All technology takes some finesse. Get used to it.

The carrier my company was with at first was Sprint. The phone reception was so miserable that we paid $1,800 to be released from our contracts to go to another carrier. I test-ran Verizon, and had miserable results. Verizon’s performance was just as bad as Sprint’s. So I test-ran AT&T. And had fabulous results, so we went with AT&T. Our dropped-call rate went down by double-digits, and we saved over 40% on our monthly bill. So believe me when I say I’m familiar with this topic, and I understand the frustration with phone reception. This is hard to explain to end-users sometimes, though.
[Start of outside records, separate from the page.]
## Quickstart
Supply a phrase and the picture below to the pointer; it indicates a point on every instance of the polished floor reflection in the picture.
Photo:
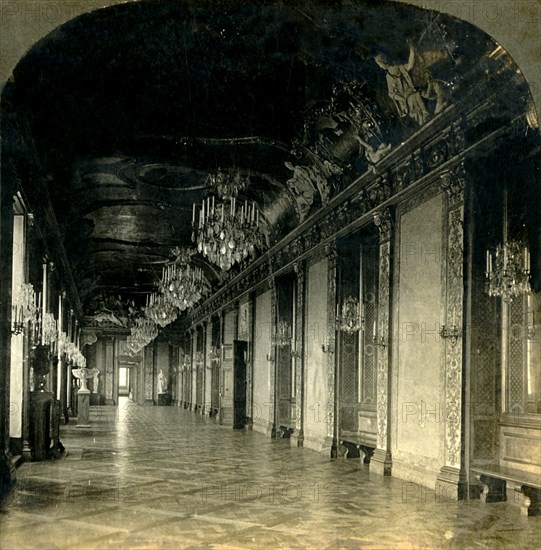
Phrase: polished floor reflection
(162, 477)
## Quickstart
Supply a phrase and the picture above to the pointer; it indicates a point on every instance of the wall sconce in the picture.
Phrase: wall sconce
(296, 354)
(283, 334)
(450, 332)
(351, 319)
(325, 348)
(379, 341)
(17, 322)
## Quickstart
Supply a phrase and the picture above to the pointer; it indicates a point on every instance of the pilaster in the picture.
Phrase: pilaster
(451, 480)
(297, 438)
(330, 347)
(381, 461)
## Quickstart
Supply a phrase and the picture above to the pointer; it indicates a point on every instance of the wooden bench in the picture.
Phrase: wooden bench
(497, 479)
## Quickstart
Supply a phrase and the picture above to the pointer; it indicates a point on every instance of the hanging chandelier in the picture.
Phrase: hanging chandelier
(24, 308)
(508, 267)
(182, 285)
(351, 319)
(508, 271)
(226, 232)
(160, 310)
(141, 334)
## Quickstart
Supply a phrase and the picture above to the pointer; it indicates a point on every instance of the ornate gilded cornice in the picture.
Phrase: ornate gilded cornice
(437, 150)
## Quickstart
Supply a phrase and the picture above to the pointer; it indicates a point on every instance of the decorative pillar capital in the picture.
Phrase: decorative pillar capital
(452, 182)
(331, 252)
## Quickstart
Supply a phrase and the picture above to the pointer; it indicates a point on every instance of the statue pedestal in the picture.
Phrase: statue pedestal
(83, 408)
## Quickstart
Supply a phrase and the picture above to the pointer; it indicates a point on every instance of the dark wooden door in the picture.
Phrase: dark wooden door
(240, 349)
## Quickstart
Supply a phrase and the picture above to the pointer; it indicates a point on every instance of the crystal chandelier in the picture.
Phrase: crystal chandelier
(283, 334)
(141, 334)
(24, 308)
(226, 232)
(508, 268)
(351, 319)
(508, 271)
(49, 332)
(160, 310)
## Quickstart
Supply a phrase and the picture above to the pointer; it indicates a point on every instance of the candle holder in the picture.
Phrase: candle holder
(17, 322)
(379, 341)
(326, 348)
(451, 333)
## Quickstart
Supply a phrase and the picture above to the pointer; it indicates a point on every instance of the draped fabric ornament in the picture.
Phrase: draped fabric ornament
(142, 333)
(226, 232)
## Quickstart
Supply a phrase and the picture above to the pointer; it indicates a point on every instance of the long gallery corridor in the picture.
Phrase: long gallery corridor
(162, 477)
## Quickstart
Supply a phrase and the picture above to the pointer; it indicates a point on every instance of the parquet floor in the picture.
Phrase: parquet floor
(162, 477)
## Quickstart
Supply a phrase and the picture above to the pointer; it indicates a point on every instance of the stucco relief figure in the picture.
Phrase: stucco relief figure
(373, 154)
(402, 90)
(162, 383)
(408, 85)
(302, 188)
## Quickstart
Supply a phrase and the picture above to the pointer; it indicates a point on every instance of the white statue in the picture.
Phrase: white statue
(83, 374)
(162, 382)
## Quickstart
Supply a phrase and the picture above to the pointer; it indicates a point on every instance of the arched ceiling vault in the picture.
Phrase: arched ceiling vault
(120, 115)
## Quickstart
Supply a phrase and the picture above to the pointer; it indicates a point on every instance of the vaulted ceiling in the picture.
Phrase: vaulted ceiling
(118, 117)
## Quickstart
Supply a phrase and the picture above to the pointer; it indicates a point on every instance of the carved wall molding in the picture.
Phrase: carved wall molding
(383, 336)
(383, 220)
(438, 146)
(454, 186)
(330, 343)
(300, 314)
(452, 182)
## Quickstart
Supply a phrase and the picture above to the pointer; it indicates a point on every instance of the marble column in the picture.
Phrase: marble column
(451, 481)
(331, 414)
(297, 438)
(381, 461)
(7, 470)
(109, 357)
(271, 359)
(148, 373)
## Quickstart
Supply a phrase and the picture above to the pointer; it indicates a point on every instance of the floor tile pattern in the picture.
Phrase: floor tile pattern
(162, 477)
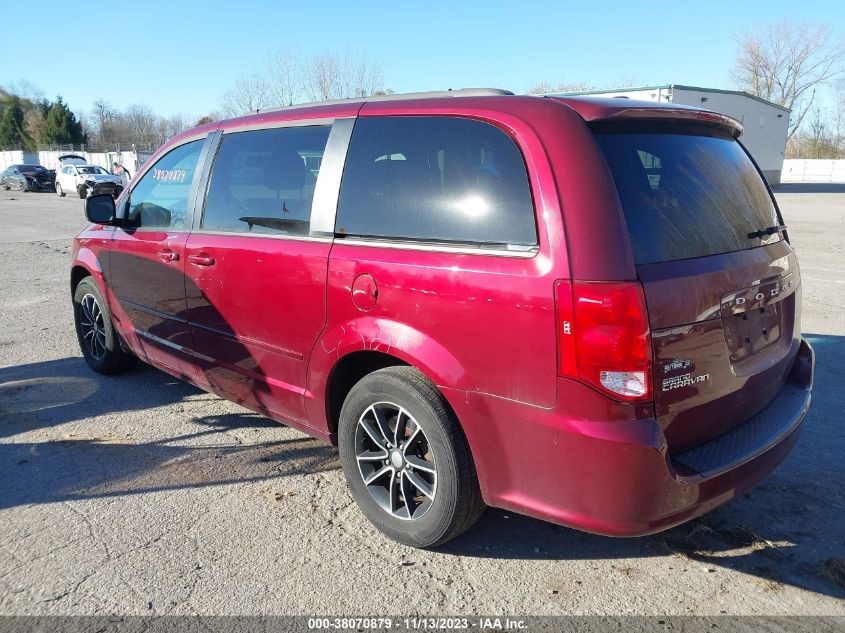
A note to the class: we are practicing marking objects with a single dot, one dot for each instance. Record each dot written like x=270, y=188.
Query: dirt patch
x=833, y=569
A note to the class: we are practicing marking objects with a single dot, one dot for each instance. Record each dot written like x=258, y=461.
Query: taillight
x=604, y=338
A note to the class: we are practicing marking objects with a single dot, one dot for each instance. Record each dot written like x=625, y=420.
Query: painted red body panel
x=268, y=323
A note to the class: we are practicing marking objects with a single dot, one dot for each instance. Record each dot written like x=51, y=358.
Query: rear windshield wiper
x=770, y=230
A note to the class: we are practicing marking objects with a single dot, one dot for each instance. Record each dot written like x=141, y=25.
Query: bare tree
x=839, y=117
x=331, y=76
x=249, y=94
x=102, y=120
x=283, y=81
x=320, y=77
x=25, y=89
x=142, y=122
x=785, y=63
x=546, y=87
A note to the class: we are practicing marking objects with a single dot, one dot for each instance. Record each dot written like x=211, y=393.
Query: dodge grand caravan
x=583, y=310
What surprised me the most in the responses to the conference, wasn’t the fact that some people still complained even after Jobs explained the challenges thoroughly—but the responses by a few of the manufacturers of the products used in the example.

RIM: “Apple’s attempt to draw RIM into Apple’s self-made debacle is unacceptable.”
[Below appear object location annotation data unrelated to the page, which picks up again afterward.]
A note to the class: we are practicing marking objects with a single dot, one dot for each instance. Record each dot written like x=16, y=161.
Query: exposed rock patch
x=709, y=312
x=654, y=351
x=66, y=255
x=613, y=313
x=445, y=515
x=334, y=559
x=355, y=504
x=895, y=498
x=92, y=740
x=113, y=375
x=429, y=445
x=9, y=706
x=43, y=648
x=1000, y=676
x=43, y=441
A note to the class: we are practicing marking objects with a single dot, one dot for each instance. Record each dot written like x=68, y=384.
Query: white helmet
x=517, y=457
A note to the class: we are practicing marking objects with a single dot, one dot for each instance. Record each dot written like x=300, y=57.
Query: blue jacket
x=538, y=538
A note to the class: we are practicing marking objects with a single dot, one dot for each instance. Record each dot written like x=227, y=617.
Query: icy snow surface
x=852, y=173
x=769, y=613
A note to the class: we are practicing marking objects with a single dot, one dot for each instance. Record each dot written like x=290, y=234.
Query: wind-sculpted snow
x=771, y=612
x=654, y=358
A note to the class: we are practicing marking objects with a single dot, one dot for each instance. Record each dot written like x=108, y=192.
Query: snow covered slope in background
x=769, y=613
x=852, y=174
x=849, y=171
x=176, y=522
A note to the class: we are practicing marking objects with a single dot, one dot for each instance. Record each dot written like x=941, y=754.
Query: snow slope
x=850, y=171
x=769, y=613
Motorola:In our own testing we have found that Droid X performs much better than iPhone 4 when held by consumers.”

HTC: “We have had very few complaints about signal or antenna problems on the Eris.

Motorola’s statement is awfully convenient…. “in our own testing“? Please. HTC’s statement is polite and at least relevant. But RIM’s response is outrageous. Why do they think they can steal the thunder from the iPhone by throwing Apple under the bus? It’s pointless. To counter RIM’s ridiculous statement—it is perfectly acceptable to compare Apple’s phone with RIM’s phone. It’s logical, it’s honest, and it’s exactly what RIM would do if they were in the same spot. It’s also what most consumers would do if given the chance. “Does your phone drop calls when you hold it this way?” “Hmm, I don’t know… let’s try it and see.” Note: Nokia responded to Apple’s press release, even though they weren’t a part of the comparison. And it actually discussed the core issue at hand, instead of just tossing mud.

RIM’s caustic response is probably just soreness that the iPhone has surpassed the Blackberry in almost every aspect, even though it was first released a mere 3 years ago. The Blackberry has nearly had a corner on the smartphone market since it was released in 2002—8 years ago. It took Apple only one year to surpass Blackberry sales in Q4 2008, when RIM had, by that point, over 6 years to perfect their product. Stiff competition, eh?

This is all especially interesting to me because I have owned phones made by RIM, Motorola and Nokia. And guess what? They all have issues. All of them drop calls. All of them have reception issues. I tossed my Blackberry as fast as I possibly could after the iPhone 3G came out, because it was a 98lb weakling in the face of a 500lb Gorilla. And I’ve never looked back. You know why? Because the iPhone is great. It’s the coolest consumer product I’ve ever owned. And it is legions ahead of even the most advanced Blackberry. Heck, I even saved $10/mo by upgrading to the iPhone. It was cheaper than a Blackberry.

Seems to me that RIM is a sore loser. Their phone lost it’s leading edge 4 years ago, and they feel that in order to keep up with the cut-throat smartphone industry, they’ll have to smear the competition, instead of just making better products. Which is awfully similar to a political campaign, if you think about it. Republicans and Democrats throw sludge at each other, thinking they can get elected if they can just destroy the credibility of their opponent, instead of simply running on their own credentials and platforms. And like an election, people are carefully watching the responses.

As I’ve said for years, “buy whatever product you want. If you like Apple products, buy one. If don’t don’t—don’t buy one.” It’s all about personal preference. And if someone else has bought a product you don’t like—let them. It’s their choice. That’s the heart of the matter for the iPhone 4.